Generating a method with the same name as an existing method overrides it. SelfAgency uses Module#prepend, so the generated method takes priority in Ruby's method resolution order (MRO):

class Formatter
  include SelfAgency

  def greet(name)
    "Hello, #{name}"
  end
end

fmt = Formatter.new
fmt.greet("World")  #=> "Hello, World"

fmt._(
  "an instance method named 'greet' that accepts a name parameter " \
  "and returns 'Greetings, <name>! Welcome aboard.'"
)

fmt.greet("World")  #=> "Greetings, World! Welcome aboard."

Automatic Retries

When validation or security checks fail, SelfAgency automatically retries code generation. On each retry, the previous error message and failed code are fed back to the LLM so it can self-correct.
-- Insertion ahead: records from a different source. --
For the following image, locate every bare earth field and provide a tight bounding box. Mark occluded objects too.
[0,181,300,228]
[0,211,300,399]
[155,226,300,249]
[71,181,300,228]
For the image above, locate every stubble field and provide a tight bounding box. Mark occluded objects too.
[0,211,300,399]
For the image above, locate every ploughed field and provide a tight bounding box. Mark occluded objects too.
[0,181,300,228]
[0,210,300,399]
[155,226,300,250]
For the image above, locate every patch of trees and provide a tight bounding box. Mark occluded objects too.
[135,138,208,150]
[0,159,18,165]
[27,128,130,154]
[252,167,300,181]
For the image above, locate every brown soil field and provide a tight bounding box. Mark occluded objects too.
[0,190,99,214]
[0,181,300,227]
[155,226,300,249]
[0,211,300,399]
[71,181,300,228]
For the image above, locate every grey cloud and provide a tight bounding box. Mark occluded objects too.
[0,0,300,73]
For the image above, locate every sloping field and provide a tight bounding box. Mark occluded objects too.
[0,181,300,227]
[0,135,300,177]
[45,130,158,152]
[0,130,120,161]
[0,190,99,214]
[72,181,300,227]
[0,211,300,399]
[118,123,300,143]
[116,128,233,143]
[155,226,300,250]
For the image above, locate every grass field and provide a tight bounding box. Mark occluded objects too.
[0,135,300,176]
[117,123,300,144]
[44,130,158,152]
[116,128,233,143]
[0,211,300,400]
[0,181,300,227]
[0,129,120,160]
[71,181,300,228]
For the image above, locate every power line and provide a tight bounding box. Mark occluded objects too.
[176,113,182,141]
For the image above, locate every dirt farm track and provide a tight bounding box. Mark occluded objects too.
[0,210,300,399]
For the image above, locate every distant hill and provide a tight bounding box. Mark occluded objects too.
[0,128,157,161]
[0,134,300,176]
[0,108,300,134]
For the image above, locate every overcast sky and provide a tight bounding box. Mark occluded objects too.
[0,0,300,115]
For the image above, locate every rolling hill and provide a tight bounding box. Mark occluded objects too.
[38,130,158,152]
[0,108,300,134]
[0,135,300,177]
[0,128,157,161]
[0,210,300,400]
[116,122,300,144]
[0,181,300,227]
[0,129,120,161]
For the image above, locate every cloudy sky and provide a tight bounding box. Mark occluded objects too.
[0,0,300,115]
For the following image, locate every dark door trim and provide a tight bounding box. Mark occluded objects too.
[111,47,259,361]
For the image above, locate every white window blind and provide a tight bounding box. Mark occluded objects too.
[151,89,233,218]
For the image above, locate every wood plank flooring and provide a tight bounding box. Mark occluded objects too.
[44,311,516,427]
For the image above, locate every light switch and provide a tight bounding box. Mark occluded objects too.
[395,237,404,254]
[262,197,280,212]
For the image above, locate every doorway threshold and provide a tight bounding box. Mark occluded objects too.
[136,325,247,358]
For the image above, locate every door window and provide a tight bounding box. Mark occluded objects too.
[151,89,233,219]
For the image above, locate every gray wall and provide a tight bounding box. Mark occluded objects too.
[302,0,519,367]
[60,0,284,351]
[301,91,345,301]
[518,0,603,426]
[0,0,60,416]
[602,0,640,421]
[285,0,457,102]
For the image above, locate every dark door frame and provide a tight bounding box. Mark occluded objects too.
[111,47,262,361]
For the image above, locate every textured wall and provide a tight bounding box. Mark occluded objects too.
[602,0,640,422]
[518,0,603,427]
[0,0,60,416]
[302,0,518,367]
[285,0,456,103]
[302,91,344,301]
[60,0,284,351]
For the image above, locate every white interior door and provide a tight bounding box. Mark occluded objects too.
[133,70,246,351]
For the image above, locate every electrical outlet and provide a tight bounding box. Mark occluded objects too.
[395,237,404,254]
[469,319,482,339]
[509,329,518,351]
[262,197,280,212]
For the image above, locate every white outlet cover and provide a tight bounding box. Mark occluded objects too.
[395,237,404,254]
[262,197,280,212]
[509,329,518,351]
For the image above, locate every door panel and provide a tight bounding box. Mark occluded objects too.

The number of attempts is controlled by generation_retries (default: 3):

SelfAgency.configure do |config|
  config.generation_retries = 5  # try up to 5 times
  # ...
end

If all attempts fail, the last ValidationError or SecurityError is raised. The error includes an attempt attribute indicating which attempt produced it.

Note

Only validation and security failures trigger retries. If the LLM returns nil (a GenerationError), the error is raised immediately with no retry.

Error Handling

_() can raise three types of errors. Each error class carries additional attributes for programmatic inspection:

begin
  calc._("a method to do something")
rescue SelfAgency::GenerationError => e
  e.stage    #=> :shape or :generate
  e.attempt  #=> Integer (attempt number, if during retry)
rescue SelfAgency::ValidationError => e
  e.generated_code  #=> String (the code that failed)
  e.attempt         #=> Integer (attempt number, if during retry)
rescue SelfAgency::SecurityError => e
  e.matched_pattern  #=> String (the pattern that triggered the error)
  e.generated_code   #=> String (the code that failed)
end

Or catch all SelfAgency errors at once:

begin
  calc._("a method to do something")
rescue SelfAgency::Error => e
  puts "Generation failed: #{e.message}"
end

Note

LLM communication failures (network errors, timeouts, API errors) are wrapped and re-raised as GenerationError with a message like "LLM request failed (Faraday::TimeoutError: timeout)". The original exception class and message are preserved in the error message. If generation consistently fails, verify your LLM provider is running and reachable.

See Errors for the full error hierarchy.